米ルイジアナ州ニューオーリンズのテロ車両から過激派組織「イスラム国」(IS)の旗と爆発物が発見され、「車両テロ」への警戒感が高まっている。日常生活で頻繁に使われる車が致命的なテロの武器として使用され、恐怖感が広がっている。
実際、最近の車両テロは増え続けている。米サンノゼ州立大学のミネタ交通研究所(MTI)によると、1963~2019年に意図的に車を突進させて人身被害を引き起こした事件(計184件)の7割が14年以降に発生した。16年に車両テロを奨励する指針を出したISは、14~17年に世界で17件の車両テロを起こし、173人を殺害した。反イスラム主義テロにも車両が動員された。昨年12月、ドイツのマクデブルクで開かれたクリスマスマーケットでは、サウジアラビア出身の男性がSUVで群衆に突っ込み、5人が死亡、200人以上が負傷した。
犯行動機が過激主義イスラムとは無関係の車両テロも少なくない。昨年11月、中国・珠海では離婚後の財産分与に不満を抱いた62歳の男性が車で人々を襲い、35人が死亡した。17年、米バージニア州シャーロッツビルでは、白人至上主義者が車を運転して人種差別反対デモ隊に突進し、36人が死傷した。
車両テロが増加しているのは、車が銃や爆発物などに比べて入手しやすく、セキュリティーチェックも比較的自由であることによる。米紙ニューヨーク・タイムズによると、米連邦捜査局(FBI)は内部文書で、「爆発物や武器へのアクセスが制限された攻撃者が車を利用すれば、最小限の経験や訓練でも大きな被害を与えることができる」と分析した。英紙タイムズも、車が「貧しい人の大量破壊兵器(WMD)」になったと伝えた。
コロナ禍後、大規模な屋外活動が増え、車両テロに容易な環境が造成されたという分析もある。ほとんどの車両テロが政府機関などの高官ではなく、一般人をターゲットにしているからだ。
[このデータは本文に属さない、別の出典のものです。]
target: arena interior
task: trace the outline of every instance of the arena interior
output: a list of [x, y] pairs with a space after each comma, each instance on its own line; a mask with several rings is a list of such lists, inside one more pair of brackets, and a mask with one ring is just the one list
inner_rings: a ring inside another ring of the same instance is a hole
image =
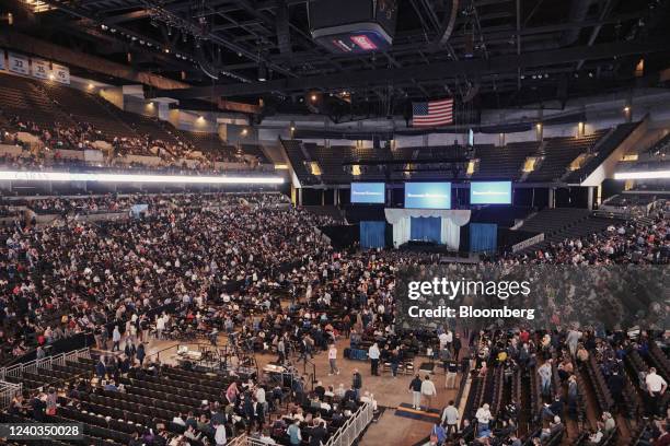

これにより、多くの都市が車両テロを阻止するために車両進入遮断装置やバリケードなどを設置していると、AP通信は伝えた。しかし、交通の不便などを招き、テロを完全に阻止するには限界があることは明らかだ。ニューオーリンズ市のラトーヤ・カントレル市長は記者会見で、「大晦日に300人余りの警察官が配置されたが、加害者は意図的にバリケードを迂回して犯行に及んだ」と明らかにした。ドイツのクリスマスマーケットの事故でも、加害車両は救急車専用車線を突き破り、市民を襲った。